DAGAN: An Israeli bombing would lead to a regional war and solve the internal problems of the Islamic Republic of Iran. It would galvanize Iranian society behind the leadership and create unity around the nuclear issue. And it would justify Iran in rebuilding its nuclear project and saying, ‘Look, see, we were attacked by the Zionist enemy and we clearly need to have it.’ A bombing would be considered an act of war and there would be an unpredictable counterattack against us.

But would the Israelis really be able to handle any counter attack by Iran and/or its proxies? While the Israelis have been able to take care of rockets fired from Gaza by Hamas militants courtesy of the Iron Dome anti-missile system, Kingston Reif, the Director of Nuclear Non-Proliferation at the Center for Arms Control and Non-Proliferation, has said that “[a] full-scale conflict with Hezbollah and/or Iran would present far greater challenges than those posed by Hamas.” He continues:

[M]any of the missiles possessed by Hezbollah and Iran are faster and more accurate than Hamas’s rockets. Not only has Israel never had to manage a sophisticated battle with hundreds of incoming missiles with different ranges, but in a conflict Hezbollah and/or Iran would likely target Israel’s defenses in an effort to neutralize them.
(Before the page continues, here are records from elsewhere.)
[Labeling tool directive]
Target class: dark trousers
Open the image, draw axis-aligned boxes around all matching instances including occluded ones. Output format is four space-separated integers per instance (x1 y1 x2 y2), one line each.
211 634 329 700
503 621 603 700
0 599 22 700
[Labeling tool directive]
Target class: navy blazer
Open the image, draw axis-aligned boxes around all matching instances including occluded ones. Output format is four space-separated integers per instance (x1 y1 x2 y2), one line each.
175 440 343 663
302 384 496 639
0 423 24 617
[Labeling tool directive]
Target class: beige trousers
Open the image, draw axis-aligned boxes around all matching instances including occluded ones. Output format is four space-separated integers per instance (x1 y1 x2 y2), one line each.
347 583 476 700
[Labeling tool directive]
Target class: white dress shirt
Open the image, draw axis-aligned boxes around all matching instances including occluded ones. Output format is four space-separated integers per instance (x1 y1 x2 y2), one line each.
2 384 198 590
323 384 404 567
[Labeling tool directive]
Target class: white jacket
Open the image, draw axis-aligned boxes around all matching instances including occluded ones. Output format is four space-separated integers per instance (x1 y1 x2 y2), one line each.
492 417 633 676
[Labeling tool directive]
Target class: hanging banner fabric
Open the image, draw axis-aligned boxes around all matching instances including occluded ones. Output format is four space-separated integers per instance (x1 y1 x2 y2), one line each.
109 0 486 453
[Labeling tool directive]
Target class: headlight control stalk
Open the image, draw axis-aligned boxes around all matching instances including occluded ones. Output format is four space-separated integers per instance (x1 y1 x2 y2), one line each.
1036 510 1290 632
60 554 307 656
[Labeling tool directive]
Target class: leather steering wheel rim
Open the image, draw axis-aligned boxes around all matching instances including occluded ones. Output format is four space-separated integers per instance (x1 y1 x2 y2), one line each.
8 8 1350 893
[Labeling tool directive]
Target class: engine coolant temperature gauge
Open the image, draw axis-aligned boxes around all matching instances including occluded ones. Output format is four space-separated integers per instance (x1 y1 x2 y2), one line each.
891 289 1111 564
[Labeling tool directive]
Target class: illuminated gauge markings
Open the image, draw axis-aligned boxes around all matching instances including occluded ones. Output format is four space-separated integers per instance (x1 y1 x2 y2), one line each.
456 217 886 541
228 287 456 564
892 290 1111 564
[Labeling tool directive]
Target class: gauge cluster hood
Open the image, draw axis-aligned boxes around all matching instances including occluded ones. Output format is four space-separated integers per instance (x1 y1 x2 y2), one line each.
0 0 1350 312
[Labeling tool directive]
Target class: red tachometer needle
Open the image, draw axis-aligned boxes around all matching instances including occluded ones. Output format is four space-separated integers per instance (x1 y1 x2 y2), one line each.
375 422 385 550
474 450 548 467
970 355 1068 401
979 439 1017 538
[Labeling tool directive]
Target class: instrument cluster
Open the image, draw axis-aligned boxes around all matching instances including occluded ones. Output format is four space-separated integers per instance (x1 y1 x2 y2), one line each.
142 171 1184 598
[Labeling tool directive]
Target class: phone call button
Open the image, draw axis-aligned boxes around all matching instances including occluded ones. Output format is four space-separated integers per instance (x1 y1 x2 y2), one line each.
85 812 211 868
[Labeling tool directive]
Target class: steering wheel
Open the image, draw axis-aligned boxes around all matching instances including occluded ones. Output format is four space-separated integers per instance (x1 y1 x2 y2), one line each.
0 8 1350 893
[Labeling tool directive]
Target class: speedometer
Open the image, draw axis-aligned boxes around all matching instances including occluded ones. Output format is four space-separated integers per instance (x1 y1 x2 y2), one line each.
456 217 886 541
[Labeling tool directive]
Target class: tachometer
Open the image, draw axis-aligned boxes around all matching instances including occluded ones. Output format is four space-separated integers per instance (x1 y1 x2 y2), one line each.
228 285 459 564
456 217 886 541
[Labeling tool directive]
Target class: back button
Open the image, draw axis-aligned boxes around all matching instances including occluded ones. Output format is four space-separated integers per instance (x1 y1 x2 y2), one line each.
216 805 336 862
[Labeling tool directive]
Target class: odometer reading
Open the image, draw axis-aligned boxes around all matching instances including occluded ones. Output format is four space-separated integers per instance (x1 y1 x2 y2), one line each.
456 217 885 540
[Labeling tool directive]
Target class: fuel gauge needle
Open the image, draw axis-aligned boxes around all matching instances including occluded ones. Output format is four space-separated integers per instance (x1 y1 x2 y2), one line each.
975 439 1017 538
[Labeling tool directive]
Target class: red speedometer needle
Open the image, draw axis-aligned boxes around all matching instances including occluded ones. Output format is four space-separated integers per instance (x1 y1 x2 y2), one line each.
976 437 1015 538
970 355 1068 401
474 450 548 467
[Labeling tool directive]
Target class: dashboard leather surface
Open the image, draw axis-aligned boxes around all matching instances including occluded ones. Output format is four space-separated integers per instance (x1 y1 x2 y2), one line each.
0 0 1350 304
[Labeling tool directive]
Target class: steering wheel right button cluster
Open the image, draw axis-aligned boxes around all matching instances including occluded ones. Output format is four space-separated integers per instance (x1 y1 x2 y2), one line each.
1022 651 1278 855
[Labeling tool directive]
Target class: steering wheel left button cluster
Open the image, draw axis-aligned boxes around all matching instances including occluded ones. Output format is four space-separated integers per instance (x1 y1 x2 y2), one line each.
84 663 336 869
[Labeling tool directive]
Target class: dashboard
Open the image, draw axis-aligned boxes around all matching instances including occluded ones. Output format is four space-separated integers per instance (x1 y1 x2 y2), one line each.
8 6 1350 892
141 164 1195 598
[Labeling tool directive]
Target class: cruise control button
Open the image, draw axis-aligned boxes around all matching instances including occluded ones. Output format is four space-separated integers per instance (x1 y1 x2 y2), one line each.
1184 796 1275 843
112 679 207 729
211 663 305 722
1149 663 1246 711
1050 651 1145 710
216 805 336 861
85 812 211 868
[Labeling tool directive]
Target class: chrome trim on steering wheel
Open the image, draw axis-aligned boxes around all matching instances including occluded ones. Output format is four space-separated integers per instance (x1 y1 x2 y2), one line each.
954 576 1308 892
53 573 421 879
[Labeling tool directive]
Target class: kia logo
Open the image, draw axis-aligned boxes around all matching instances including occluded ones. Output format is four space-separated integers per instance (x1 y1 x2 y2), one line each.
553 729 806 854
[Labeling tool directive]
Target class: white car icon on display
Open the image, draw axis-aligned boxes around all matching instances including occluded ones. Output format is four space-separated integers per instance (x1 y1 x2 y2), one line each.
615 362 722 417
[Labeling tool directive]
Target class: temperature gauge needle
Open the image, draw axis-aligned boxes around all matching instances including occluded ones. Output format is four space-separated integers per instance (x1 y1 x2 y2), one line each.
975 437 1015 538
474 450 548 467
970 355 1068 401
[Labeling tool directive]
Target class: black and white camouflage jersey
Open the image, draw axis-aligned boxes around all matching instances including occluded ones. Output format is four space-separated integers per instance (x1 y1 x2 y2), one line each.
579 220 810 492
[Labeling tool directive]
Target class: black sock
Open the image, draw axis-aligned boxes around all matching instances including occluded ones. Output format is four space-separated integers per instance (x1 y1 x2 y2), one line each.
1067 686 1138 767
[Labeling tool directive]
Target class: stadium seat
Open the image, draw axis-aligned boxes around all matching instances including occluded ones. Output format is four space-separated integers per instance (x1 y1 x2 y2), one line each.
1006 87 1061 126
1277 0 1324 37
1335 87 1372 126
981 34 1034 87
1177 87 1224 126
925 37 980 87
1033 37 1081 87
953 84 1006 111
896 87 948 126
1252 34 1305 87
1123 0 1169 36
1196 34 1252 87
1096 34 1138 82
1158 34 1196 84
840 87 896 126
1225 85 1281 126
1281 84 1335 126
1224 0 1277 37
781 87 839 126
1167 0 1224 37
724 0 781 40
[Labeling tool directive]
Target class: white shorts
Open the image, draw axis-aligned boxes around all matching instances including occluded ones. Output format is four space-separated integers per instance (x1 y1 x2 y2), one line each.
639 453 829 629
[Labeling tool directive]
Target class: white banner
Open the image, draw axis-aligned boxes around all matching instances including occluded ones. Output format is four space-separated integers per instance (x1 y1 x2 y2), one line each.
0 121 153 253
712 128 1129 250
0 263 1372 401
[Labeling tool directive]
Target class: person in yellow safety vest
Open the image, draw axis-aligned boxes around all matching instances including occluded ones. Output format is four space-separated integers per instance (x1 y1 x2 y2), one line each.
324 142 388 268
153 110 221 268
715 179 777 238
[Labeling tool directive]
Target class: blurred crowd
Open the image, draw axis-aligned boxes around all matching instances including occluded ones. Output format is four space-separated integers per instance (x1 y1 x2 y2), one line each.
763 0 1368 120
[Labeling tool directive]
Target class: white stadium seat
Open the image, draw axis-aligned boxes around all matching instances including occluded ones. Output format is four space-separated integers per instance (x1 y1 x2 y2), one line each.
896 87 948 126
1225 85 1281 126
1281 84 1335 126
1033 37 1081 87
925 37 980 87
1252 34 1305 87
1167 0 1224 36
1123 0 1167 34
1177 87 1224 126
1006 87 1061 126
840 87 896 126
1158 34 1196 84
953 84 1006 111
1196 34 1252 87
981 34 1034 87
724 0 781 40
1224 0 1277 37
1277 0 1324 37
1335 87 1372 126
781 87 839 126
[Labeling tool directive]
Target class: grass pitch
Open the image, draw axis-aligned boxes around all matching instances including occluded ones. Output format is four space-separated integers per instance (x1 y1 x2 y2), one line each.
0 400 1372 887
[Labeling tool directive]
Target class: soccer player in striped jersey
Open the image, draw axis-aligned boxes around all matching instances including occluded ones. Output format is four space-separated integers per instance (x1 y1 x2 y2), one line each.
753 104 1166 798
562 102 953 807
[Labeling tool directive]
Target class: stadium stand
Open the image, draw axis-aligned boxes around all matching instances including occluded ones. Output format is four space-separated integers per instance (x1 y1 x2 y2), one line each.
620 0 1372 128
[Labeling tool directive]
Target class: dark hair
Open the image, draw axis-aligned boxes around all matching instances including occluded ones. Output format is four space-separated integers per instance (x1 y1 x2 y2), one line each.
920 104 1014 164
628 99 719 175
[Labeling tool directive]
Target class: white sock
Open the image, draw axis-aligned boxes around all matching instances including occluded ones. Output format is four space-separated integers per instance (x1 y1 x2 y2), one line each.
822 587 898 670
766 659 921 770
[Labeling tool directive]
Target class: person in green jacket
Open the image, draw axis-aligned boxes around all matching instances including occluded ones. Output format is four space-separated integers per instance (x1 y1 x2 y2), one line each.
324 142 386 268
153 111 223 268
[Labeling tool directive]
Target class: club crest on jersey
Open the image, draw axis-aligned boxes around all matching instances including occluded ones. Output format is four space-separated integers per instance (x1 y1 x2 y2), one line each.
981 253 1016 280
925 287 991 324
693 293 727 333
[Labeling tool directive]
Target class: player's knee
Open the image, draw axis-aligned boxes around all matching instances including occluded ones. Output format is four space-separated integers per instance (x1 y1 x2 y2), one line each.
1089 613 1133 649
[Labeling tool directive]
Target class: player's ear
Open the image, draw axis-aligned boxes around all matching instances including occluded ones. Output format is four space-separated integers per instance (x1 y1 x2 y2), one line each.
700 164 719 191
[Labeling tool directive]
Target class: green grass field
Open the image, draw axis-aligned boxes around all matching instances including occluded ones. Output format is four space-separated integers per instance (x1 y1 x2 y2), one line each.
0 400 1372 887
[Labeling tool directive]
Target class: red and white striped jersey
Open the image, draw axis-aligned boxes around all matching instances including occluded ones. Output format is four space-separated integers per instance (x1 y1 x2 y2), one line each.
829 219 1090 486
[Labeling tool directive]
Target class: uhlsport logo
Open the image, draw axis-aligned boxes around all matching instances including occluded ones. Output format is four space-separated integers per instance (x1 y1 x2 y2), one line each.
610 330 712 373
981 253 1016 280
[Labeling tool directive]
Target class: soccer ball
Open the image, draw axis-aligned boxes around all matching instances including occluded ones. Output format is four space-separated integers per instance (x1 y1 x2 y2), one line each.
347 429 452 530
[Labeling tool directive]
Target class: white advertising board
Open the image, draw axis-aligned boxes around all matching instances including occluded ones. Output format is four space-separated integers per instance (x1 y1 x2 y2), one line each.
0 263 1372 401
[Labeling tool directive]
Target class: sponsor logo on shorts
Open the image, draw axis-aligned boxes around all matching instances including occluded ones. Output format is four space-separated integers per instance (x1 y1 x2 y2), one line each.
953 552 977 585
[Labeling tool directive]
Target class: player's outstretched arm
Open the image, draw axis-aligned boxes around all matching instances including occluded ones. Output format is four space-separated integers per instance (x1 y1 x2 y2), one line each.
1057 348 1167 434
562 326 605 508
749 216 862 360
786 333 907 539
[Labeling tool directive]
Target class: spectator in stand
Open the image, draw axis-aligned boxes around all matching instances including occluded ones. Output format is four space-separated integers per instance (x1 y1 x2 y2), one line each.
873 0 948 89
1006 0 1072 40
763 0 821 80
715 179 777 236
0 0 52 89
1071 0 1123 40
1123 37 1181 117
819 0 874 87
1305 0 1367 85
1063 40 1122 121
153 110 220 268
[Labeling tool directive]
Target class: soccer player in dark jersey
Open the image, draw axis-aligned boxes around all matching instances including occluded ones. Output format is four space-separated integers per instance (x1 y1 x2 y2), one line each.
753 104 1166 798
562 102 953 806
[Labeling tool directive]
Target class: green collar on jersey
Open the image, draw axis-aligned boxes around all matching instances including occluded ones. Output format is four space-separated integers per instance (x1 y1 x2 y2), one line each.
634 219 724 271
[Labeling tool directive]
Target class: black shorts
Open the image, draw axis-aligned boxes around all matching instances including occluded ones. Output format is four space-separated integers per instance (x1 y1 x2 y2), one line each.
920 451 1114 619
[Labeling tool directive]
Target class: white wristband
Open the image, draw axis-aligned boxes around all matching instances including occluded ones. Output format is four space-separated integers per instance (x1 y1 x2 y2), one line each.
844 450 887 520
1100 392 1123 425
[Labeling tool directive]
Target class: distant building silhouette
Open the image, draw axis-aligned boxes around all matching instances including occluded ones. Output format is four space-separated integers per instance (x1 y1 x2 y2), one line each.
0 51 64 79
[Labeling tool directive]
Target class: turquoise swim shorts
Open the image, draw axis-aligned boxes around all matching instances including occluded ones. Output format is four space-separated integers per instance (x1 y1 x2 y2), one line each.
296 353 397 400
Longer-range Iranian missiles could also carry decoys and countermeasures designed to fool defense systems such as Arrow-3 that operate in the vacuum of space, an intractable problem to which there is still no solution.

Colin Kahl, a former top Pentagon official in the Obama administration and current Senior Fellow at the Center for a New American Security, agrees, telling ThinkProgress that “Israel’s defenses against longer-range Iranian ballistic missiles have not been tested under real-world battlefield conditions.” Kahl added, “And whether Israel’s multi-tiered defense system would provide adequate protection against hundreds or thousands of Hezbollah rockets and missiles plus some volleys from Gaza and dozens of Medium Range Ballistic Missiles fired from Iran toward densely populated central Israel is an open question.”

Update:

Al-Monitor’s Barbara Slavin reported last year that “If Israel attacks Iran, the Israeli heartland could face retaliation from more than 10,000 missiles based in Iran, Syria, Lebanon and the Gaza Strip, according to Uzi Rubin, the founder and first director of Israel’s Missile Defense Organization.”